Most of the buildings on campus were connected by a confusing labyrinth of underground tunnels, also constructed over the years. Many of the Commonwealth institutions for the developmentally delayed and the mentally ill at the time were designed with tunnel systems, to be self-sufficient in wintertime. There was a tunnel that ran from a steam/power generating plant (which still exists to provide service to the Hogan Regional Center) located at the bottom of the hill running up to the hospital, along with tunnels that connected the male and female nurses homes, the "Gray Gables", Bonner Medical Building, machine shops, pump house, and a few others. The system of tunnels branched off like spokes from a central hub behind the Kirbride building (in the vicinity of the old gymnasium) leading to different wards of the hospital and emerging up into the basements. This hub was also an underground maintenance area of sorts. Some nicknamed it "The Wagon Wheel" due to its design. These older brick and cobblestone tunnels were used in the production of the movie Session 9. The original plan was designed to house 500 patients, with 100 more possible to accommodate in the attic. However, by the late 1930s and 1940s, over 2,000 patients were being housed, and overcrowding was severe. People were even held in the basements of the Kirkbride.
While the asylum was originally established to provide residential treatment and care to the mentally ill, its functions expanded to include a training program for nurses in 1889 and a pathological research laboratory in 1895. In the 1890s, Dr. Charles Page, the superintendent, declared mechanical restraint unnecessary and harmful in cases of mental illness. By the 1920s the hospital was operating school clinics to help determine mental deficiency in children.
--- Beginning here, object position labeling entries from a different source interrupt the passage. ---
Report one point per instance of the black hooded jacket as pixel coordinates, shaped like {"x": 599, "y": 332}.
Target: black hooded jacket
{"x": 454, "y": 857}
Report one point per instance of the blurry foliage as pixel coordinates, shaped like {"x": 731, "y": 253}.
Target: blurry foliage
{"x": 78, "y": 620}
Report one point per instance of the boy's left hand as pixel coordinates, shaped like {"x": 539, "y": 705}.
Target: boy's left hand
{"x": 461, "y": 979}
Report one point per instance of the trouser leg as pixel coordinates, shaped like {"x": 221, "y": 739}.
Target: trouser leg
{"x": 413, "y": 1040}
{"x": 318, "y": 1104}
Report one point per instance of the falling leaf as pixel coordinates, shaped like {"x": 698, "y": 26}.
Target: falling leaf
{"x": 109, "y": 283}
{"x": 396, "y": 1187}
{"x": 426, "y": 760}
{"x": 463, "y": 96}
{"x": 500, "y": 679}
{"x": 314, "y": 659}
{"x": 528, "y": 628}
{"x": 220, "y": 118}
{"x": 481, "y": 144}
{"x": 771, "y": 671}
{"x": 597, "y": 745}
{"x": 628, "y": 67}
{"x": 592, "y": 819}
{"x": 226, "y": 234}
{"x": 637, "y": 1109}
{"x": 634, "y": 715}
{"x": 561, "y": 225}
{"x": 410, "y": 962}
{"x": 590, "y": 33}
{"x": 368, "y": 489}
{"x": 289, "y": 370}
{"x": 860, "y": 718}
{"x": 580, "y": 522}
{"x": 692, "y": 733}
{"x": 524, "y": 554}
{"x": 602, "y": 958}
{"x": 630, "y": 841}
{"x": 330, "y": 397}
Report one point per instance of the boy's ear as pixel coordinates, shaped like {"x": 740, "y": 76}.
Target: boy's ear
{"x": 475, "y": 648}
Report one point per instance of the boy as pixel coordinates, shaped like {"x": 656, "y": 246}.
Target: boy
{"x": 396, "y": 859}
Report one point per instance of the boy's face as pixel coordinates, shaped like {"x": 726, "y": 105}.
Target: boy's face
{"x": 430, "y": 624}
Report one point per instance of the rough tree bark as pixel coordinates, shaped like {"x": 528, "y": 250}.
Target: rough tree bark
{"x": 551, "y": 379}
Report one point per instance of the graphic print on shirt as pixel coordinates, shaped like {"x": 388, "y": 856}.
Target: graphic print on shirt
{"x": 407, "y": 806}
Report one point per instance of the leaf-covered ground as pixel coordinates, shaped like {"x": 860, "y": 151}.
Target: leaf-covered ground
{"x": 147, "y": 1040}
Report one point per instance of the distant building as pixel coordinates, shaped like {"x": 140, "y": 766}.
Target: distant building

Reports were made that various, and inhumane shock therapies, lobotomiesdrugs, and straitjackets were being used to keep the crowded hospital under control. This sparked controversy. During the 1960s as a result of increased emphasis on alternative methods of treatment, deinstitutionalization, and community-based mental health care, the inpatient population started to decrease. On June 24, 1992, the hospital closed. After abandonment, the wards and buildings were left to decay and rot for many years until the demolition.